A platform-specific hardware error driver (PSHED) plug-in can perform Predictive Failure Analysis (PFA) on ECC memory. When this occurs, the plug-in and not WHEA must monitor ECC memory pages. If the plug-in determines that an ECC memory page has exceeded an error threshold, it indicates this status to WHEA. WHEA then attempts to take the memory page offline.

Note If the PSHED plug-in performs PFA and uses the registry to store its configuration settings, such as error thresholds and monitoring timeouts, it should not rely on or use the WHEA PFA configuration settings described in WHEA Policy Settings.

When an ECC memory error occurs, WHEA and the plug-in perform the following steps:

  1. The low-level hardware error handler (LLHEH) is notified about the presence of the memory error condition.

  2. The LLHEH retrieves information about the memory error from the error source and uses the error data to complete a hardware error packet. This packet is formatted as a WHEA_ERROR_PACKET structure.

  3. The LLHEH calls into the PSHED to retrieve any platform-specific hardware error information. If a PSHED plug-in in installed and is registered to retrieve information about errors, the PSHED will call into the PSHED plug-in so that the plug-in can modify the information about the error that is returned to the LLHEH.

  4. The LLHEH calls the Windows operating system kernel and passes it the error packet.

  5. The Windows kernel creates an error record and adds to it the information from the error packet that was received from the LLHEH. Additionally, the Windows kernel adds other information about the error, such as the error source, the severity of the error, and how many times the error has occurred to the error record.

  6. The Windows kernel calls into the PSHED to allow the PSHED to add sections to the error record.

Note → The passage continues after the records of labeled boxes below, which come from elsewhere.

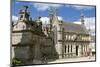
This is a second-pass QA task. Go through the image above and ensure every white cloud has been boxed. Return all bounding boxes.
[33,3,61,11]
[40,16,63,24]
[66,5,94,10]
[12,15,18,22]
[40,17,49,24]
[74,17,95,35]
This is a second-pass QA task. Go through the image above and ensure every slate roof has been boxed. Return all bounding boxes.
[62,22,88,34]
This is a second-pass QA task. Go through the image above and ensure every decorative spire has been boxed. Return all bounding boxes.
[80,11,84,25]
[19,6,30,21]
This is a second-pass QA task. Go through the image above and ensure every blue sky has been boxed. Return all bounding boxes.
[12,0,96,33]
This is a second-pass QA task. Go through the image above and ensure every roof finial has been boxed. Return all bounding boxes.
[80,10,84,24]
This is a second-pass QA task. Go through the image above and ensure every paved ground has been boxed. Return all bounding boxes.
[48,56,95,63]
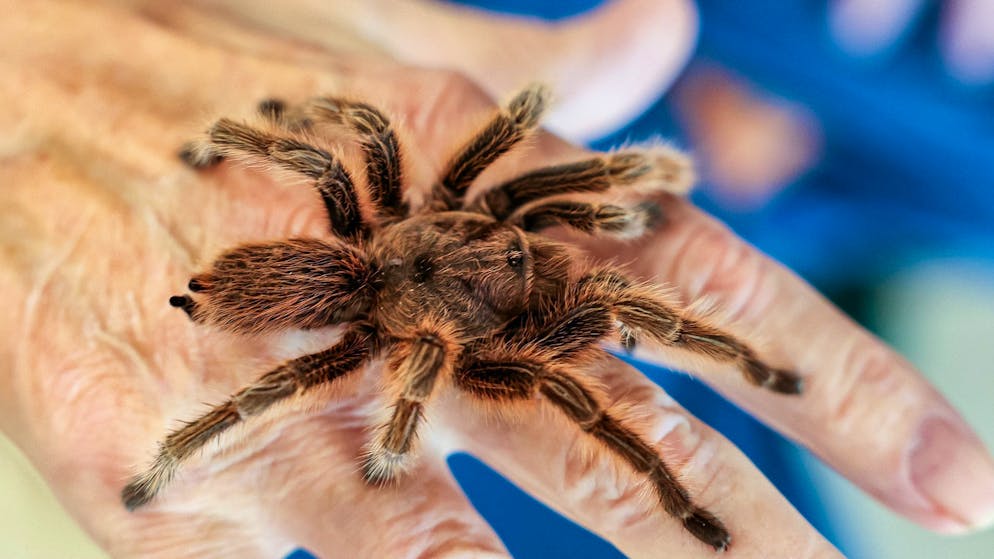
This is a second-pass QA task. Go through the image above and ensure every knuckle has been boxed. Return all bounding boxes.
[813,341,918,437]
[673,223,773,322]
[564,383,724,534]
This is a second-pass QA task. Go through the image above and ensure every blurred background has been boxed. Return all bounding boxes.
[0,0,994,559]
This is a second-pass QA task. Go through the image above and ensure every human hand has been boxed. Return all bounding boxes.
[0,4,994,557]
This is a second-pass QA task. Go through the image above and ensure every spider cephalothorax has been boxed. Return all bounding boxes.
[123,87,801,549]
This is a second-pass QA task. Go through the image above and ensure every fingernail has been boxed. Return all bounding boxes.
[911,417,994,531]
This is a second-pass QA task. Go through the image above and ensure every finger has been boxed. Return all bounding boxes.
[576,198,994,532]
[228,388,508,558]
[186,0,697,141]
[940,0,994,84]
[828,0,924,56]
[440,358,839,558]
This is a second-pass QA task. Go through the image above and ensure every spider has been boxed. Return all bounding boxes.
[122,86,801,550]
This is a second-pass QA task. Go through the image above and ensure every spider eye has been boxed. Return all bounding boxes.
[507,251,525,268]
[414,256,432,283]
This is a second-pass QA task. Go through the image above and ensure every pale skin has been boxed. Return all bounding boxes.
[0,3,994,558]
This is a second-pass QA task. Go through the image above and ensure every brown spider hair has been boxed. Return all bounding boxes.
[122,87,801,550]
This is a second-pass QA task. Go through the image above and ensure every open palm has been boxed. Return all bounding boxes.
[0,4,994,557]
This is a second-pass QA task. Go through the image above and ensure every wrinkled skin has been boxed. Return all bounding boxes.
[0,0,994,558]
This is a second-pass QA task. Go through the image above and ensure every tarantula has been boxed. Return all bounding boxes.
[122,86,801,550]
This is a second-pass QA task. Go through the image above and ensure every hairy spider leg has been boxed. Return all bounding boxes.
[455,350,731,550]
[470,146,694,221]
[432,85,548,211]
[302,97,407,218]
[207,118,370,241]
[508,200,660,239]
[579,270,803,394]
[363,331,459,484]
[121,330,372,510]
[170,239,377,333]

  7. If a PSHED plug-in is installed and is registered to retrieve error information, the PSHED will call into the PSHED plug-in so that it can modify the information in the error record.

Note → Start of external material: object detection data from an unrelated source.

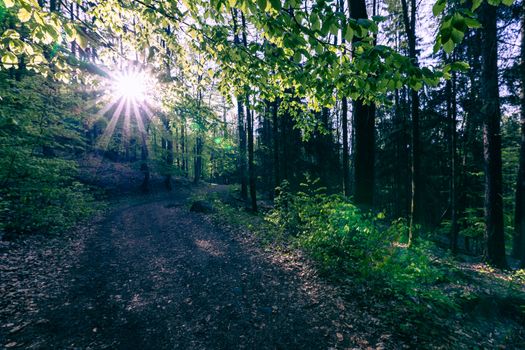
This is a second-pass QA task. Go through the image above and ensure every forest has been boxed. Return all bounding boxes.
[0,0,525,349]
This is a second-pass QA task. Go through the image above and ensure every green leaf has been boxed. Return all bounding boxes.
[2,29,20,39]
[257,0,267,11]
[472,0,483,11]
[18,8,32,23]
[432,0,447,17]
[345,25,354,42]
[310,12,321,31]
[450,61,470,72]
[465,17,481,28]
[270,0,281,11]
[2,52,18,68]
[4,0,15,8]
[443,40,454,53]
[293,51,303,63]
[451,28,465,44]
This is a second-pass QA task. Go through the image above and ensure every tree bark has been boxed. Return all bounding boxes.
[480,3,507,268]
[341,97,350,196]
[232,9,248,201]
[513,13,525,268]
[272,99,281,196]
[349,0,375,208]
[401,0,423,245]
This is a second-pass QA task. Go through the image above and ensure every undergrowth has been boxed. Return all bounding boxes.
[209,181,525,347]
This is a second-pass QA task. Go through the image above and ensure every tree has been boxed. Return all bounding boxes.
[349,0,375,208]
[401,0,423,243]
[513,13,525,268]
[479,3,507,268]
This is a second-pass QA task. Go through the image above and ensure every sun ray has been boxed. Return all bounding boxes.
[98,98,125,150]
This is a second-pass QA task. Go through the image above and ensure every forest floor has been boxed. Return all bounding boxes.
[0,180,398,349]
[0,162,524,349]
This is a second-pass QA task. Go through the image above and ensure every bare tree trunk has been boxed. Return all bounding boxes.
[401,0,423,244]
[446,68,459,254]
[480,3,507,268]
[272,99,281,195]
[341,97,350,196]
[349,0,375,208]
[241,13,257,212]
[232,9,248,201]
[513,13,525,268]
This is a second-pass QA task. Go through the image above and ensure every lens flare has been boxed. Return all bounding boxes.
[113,72,148,102]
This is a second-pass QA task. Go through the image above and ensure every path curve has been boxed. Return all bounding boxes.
[7,196,356,349]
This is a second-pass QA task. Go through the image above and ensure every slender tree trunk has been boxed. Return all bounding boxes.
[272,99,281,195]
[349,0,375,208]
[513,13,525,268]
[446,67,459,254]
[341,97,350,196]
[232,9,248,201]
[246,99,257,212]
[480,3,507,268]
[401,0,423,244]
[241,13,257,212]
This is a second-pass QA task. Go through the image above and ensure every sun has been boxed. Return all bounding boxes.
[113,71,149,102]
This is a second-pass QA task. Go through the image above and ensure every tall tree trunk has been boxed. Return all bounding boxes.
[341,97,350,196]
[272,99,281,195]
[513,13,525,268]
[241,12,257,212]
[445,67,459,254]
[401,0,423,244]
[193,135,203,183]
[164,133,173,191]
[349,0,375,208]
[232,9,248,201]
[246,98,257,212]
[480,3,507,268]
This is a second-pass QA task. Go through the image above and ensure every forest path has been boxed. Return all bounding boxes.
[5,190,360,349]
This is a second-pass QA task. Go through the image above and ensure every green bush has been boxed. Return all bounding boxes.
[266,181,451,304]
[0,76,96,238]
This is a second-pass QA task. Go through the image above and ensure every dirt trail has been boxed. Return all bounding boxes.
[4,191,368,349]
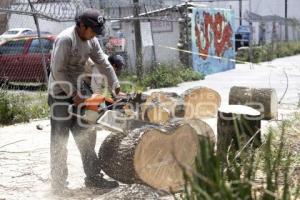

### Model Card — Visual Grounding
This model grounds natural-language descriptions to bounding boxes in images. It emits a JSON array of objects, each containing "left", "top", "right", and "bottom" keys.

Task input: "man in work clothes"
[
  {"left": 84, "top": 54, "right": 125, "bottom": 96},
  {"left": 48, "top": 9, "right": 120, "bottom": 193}
]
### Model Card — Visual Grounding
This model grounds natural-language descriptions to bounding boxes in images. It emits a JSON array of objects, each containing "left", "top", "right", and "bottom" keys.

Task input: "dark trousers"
[{"left": 48, "top": 95, "right": 101, "bottom": 186}]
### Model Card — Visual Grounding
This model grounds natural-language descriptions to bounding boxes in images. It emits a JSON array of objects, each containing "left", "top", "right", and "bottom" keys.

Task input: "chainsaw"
[{"left": 68, "top": 94, "right": 145, "bottom": 132}]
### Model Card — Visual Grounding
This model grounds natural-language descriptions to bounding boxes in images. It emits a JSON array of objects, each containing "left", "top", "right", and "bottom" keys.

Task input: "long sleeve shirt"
[{"left": 49, "top": 26, "right": 119, "bottom": 95}]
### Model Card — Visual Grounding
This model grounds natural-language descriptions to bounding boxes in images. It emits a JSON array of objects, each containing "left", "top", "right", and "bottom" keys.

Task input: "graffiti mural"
[{"left": 192, "top": 8, "right": 235, "bottom": 74}]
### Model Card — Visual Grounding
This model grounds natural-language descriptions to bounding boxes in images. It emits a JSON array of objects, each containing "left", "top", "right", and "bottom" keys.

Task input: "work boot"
[
  {"left": 51, "top": 181, "right": 71, "bottom": 196},
  {"left": 84, "top": 174, "right": 119, "bottom": 189}
]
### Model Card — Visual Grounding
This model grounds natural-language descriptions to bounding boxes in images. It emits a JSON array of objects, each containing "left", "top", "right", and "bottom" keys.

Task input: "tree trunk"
[
  {"left": 99, "top": 122, "right": 198, "bottom": 191},
  {"left": 141, "top": 92, "right": 184, "bottom": 124},
  {"left": 183, "top": 87, "right": 221, "bottom": 119},
  {"left": 229, "top": 86, "right": 278, "bottom": 120},
  {"left": 217, "top": 105, "right": 261, "bottom": 160}
]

  8. If the PSHED plug-in is performing PFA on the ECC memory page, it must do the following:

    • Set the PlatformPfaControl bit in the WHEA_ERROR_PACKET_FLAGS member of the WHEA_ERROR_PACKET structure. If this bit is set, WHEA is no longer responsible for PFA on that memory page.
    • If the plug-in determines that the ECC memory page that encountered the error should be taken offline, set the PlatformDirectedOffline bit in the WHEA_ERROR_PACKET_FLAGS member. If this bit is set, WHEA attempts to take the memory page offline.

    Otherwise, the PSHED plug-in must clear the PlatformPfaControl and PlatformDirectedOffline bits in the WHEA_ERROR_PACKET_FLAGS member of the WHEA_ERROR_PACKET structure.

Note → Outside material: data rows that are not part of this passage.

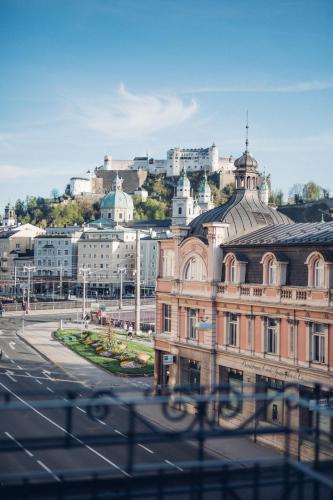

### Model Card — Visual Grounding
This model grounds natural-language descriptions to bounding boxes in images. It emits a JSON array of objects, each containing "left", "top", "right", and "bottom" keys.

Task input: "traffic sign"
[{"left": 163, "top": 354, "right": 173, "bottom": 365}]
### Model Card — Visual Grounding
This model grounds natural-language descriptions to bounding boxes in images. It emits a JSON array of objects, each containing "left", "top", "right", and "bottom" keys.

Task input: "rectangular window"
[
  {"left": 228, "top": 314, "right": 238, "bottom": 346},
  {"left": 289, "top": 323, "right": 296, "bottom": 358},
  {"left": 266, "top": 318, "right": 277, "bottom": 354},
  {"left": 162, "top": 304, "right": 171, "bottom": 332},
  {"left": 187, "top": 308, "right": 197, "bottom": 339},
  {"left": 311, "top": 323, "right": 326, "bottom": 363}
]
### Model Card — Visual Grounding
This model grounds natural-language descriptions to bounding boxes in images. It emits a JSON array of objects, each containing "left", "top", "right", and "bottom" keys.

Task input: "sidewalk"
[{"left": 18, "top": 322, "right": 281, "bottom": 460}]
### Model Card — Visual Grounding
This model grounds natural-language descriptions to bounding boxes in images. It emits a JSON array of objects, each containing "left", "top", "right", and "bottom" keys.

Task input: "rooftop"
[{"left": 228, "top": 222, "right": 333, "bottom": 246}]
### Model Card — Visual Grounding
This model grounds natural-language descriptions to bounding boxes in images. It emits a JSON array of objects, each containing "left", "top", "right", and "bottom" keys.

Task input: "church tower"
[
  {"left": 198, "top": 171, "right": 214, "bottom": 212},
  {"left": 259, "top": 174, "right": 269, "bottom": 205},
  {"left": 172, "top": 168, "right": 198, "bottom": 226},
  {"left": 3, "top": 203, "right": 17, "bottom": 226}
]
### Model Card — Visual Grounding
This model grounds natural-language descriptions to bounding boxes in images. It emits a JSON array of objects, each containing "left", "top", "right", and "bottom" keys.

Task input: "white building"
[
  {"left": 2, "top": 203, "right": 17, "bottom": 227},
  {"left": 172, "top": 168, "right": 201, "bottom": 226},
  {"left": 198, "top": 172, "right": 214, "bottom": 213},
  {"left": 34, "top": 226, "right": 82, "bottom": 278},
  {"left": 100, "top": 173, "right": 134, "bottom": 224},
  {"left": 77, "top": 225, "right": 136, "bottom": 297},
  {"left": 0, "top": 224, "right": 45, "bottom": 293}
]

    Note If the PlatformPfaControl bit is cleared, WHEA performs PFA if configured to do so and will determine whether the ECC memory page that encountered the error should be taken offline. For more information about this process, see PFA Performed by WHEA.

  9. If the ECC memory page should be taken offline, WHEA first calls the system memory manager to perform this operation.

    Note When the system memory manager is called, there is no guarantee that the ECC memory page will actually be taken offline.

WHEA then adds the memory page into the Boot Configuration Data (BCD) store on the system. This prevents the memory page from being used after the next system restart.

Note WHEA will not take a hardware component, such as an ECC memory page, offline if the registry value DisableOffline is set to a nonzero value. Also, WHEA will not add the memory page to the BCD store if the registry value MemPersistOffline is set to 0. For more information about the registry values, see WHEA Policy Settings.

For more information about the system memory manager, see Memory Management in the Windows SDK documentation.

  1. The Windows kernel generates an ETW event and logs the error information in the system event log.